To assess the incidence and the impact of carbapenem-resistant Acinetobacter baumannii (CRAB) intestinal carriage on subsequent CRAB infection and to study risk factors of acquiring CRAB intestinal carriage among patients in intensive care unit (ICU).
From May 2017 to April 2018, an observational study was conducted in a 50-bed general ICU of a university hospital in China. Rectal swabs were collected from ICU patients on admission and thereafter weekly. A case–control study was performed to analyse risk factors of the acquisition of CRAB intestinal carriage in ICU using multiple logistic regression. A retrospective cohort study was performed to address whether intestinal CRAB carriage could lead to an increased likelihood of subsequent CRAB infection using subdistribution hazard model regarding death in the ICU as a competing risk event.

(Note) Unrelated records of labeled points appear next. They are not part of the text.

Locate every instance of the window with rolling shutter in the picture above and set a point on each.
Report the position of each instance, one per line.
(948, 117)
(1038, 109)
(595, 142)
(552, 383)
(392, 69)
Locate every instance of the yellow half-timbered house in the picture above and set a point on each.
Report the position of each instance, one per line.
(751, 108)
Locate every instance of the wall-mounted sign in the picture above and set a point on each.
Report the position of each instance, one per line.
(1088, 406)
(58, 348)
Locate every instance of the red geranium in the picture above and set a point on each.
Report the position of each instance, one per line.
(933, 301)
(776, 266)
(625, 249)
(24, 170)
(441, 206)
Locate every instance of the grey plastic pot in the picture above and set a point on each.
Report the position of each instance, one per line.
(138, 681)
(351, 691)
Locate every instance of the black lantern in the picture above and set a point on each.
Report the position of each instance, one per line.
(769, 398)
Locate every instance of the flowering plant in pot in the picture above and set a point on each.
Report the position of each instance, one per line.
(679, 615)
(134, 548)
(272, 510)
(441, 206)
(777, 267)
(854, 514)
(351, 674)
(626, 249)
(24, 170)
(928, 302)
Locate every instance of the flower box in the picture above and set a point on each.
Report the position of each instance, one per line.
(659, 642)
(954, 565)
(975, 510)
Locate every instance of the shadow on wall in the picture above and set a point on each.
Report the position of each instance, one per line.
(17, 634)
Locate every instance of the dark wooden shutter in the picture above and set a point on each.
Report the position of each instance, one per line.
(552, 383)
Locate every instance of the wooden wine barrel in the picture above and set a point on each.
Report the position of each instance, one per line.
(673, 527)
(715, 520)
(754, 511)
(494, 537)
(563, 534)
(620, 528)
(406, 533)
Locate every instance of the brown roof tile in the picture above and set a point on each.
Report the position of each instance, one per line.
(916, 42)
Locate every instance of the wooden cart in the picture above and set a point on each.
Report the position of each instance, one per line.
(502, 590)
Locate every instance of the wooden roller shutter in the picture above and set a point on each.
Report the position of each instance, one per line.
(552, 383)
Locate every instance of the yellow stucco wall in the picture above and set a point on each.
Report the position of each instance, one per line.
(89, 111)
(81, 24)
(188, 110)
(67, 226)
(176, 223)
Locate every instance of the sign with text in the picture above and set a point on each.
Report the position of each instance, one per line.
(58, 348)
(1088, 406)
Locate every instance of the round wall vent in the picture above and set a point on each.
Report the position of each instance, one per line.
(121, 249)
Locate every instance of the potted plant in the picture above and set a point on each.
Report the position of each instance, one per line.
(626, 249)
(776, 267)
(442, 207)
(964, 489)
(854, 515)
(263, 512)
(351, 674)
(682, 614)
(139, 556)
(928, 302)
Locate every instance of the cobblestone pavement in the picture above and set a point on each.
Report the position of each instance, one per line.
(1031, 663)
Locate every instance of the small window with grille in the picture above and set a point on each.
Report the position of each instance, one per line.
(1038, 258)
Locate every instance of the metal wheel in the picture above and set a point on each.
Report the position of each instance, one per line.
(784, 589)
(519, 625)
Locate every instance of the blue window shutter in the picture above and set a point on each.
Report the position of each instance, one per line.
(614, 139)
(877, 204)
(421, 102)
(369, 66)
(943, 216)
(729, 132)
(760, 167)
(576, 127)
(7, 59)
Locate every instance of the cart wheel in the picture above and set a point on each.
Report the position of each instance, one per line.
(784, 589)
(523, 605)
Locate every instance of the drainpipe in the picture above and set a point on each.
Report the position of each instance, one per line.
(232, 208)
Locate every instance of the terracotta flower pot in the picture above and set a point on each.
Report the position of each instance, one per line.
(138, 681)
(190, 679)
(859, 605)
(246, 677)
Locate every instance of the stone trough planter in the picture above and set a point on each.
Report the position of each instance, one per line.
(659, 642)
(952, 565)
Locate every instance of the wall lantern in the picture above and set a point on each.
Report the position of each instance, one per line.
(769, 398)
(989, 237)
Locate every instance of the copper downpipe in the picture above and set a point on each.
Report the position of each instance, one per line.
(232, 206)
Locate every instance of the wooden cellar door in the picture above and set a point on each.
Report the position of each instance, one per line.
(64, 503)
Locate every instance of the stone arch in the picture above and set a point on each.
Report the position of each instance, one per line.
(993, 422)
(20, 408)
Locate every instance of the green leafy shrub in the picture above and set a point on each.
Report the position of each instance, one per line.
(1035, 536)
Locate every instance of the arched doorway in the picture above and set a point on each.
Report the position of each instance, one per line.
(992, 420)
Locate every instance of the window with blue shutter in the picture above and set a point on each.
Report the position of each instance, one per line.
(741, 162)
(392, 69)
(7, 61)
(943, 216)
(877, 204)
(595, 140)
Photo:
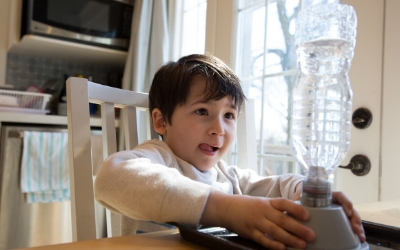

CRAB intestinal carriage was detected in 6.87% (66/961; 95% CI 5.27% to 8.47%) of patients on ICU admission, whereas 11.97% (115/961; 95% CI 9.91% to 14.02%) of patients acquired CRAB intestinal carriage during the ICU stay. Pancreatitis (OR 2.16, 95% CI 1.28 to 3.67), haematological disease (OR 2.26, 95% CI 1.42 to 3.58), gastric tube feeding (OR 3.35, 95% CI 2.03 to 5.51) and use of carbapenems (OR 1.84, 95% CI 1.11 to 3.07) were independent risk factors for acquiring CRAB intestinal carriage. The incidence of subsequent CRAB infection was 2.24-fold in patients with CRAB intestinal carriage compared with that in patients without (95% CI 1.48 to 3.39, p<0.001).
More patients acquired CRAB intestinal carriage during their ICU stay than had on admission. Severity of illness, acute pancreatitis, tube feeding and use of carbapenems were independent risk factors of acquisition of CRAB intestinal carriage. Patients with CRAB intestinal carriage are more likely to develop CRAB infection.